As a society, I think we are very confused about what we are doing with our permanent relationships. We have more knowledge available to us than ever before, but we seem to have lost a corresponding amount of wisdom! People used to know that sometime during the first part of marriage the “honeymoon would be over”, and the couple would have to then begin adjusting themselves to the long, arduous, difficult situation that is marriage.
The process began by building a home together, a family together, and a life together, and it was not easy. It was never supposed to be. At some point in the marriage, you will need a reason other than your feelings for your spouse to stay married, because you will want to flee. You will want to trade in your spouse for another person who will pay attention to you and meet your needs.
That is normal, but think twice before you actually do that.

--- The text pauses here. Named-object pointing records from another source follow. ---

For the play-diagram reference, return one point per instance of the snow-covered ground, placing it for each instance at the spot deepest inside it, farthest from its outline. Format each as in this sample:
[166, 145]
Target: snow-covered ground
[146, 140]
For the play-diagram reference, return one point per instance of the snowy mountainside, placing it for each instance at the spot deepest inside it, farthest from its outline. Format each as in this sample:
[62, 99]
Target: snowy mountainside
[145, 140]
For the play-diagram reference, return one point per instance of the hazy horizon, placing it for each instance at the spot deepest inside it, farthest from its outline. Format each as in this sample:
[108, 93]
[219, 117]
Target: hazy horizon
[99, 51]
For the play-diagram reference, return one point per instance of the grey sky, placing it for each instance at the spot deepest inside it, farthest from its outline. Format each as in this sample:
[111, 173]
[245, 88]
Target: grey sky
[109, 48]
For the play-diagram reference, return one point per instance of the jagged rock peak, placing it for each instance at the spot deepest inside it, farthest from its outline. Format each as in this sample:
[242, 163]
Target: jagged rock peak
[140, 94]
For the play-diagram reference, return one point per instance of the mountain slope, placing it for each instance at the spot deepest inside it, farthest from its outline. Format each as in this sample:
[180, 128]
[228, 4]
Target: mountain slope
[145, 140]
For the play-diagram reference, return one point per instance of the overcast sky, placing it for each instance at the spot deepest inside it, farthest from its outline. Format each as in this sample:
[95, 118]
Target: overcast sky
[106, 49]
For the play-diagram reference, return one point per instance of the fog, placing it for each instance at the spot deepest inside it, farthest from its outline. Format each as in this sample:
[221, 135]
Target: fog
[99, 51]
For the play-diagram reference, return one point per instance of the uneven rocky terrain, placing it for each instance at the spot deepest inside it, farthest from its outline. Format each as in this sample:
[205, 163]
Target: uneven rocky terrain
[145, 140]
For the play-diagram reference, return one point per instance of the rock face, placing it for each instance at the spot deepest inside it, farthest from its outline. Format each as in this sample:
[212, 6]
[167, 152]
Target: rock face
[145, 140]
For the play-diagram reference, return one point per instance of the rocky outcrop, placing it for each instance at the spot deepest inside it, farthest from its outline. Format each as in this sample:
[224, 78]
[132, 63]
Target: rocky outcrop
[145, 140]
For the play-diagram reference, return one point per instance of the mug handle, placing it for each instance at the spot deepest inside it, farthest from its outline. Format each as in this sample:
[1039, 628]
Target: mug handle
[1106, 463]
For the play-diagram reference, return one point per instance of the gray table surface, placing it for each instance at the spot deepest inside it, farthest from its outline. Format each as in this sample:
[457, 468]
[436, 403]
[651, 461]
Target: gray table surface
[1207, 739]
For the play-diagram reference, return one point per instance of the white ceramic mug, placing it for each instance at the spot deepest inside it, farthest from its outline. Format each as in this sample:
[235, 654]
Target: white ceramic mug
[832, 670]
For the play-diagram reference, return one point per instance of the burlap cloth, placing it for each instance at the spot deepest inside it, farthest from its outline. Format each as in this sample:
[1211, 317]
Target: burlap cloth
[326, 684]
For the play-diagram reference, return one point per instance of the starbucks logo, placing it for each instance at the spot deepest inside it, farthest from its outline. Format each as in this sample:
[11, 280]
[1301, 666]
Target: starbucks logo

That new person is going to turn into a spouse too at some point. You will have problems, because you are supposed to have problems. (I am not talking about physical abuse.) Before you yield to the temptation to trade your marriage in for a first date –stop– dig deep, endure, change, learn, develop as a person, and hopefully manage to love that person who is very different from yourself, and who doesn’t appreciate you or “deserve” your love.
Marriage is not a good way to “get your needs met”. However, it is a very good way to grow and change. I don’t care how cute and darling you were when you were twenty – you can’t stay there. When things get tough, we can overcome the temptation to go back to when things were fun and we were cute, and appreciated, etc., and we can learn to go forward.
Don’t be afraid to stay married when your friends and family are telling you to get divorced. They are saying that because they don’t want you to be miserable, and that is their “quick and easy” answer. There really are benefits to and deep rewards in marriage that outweigh any first date, no matter how thrilling it is. What do you think they are?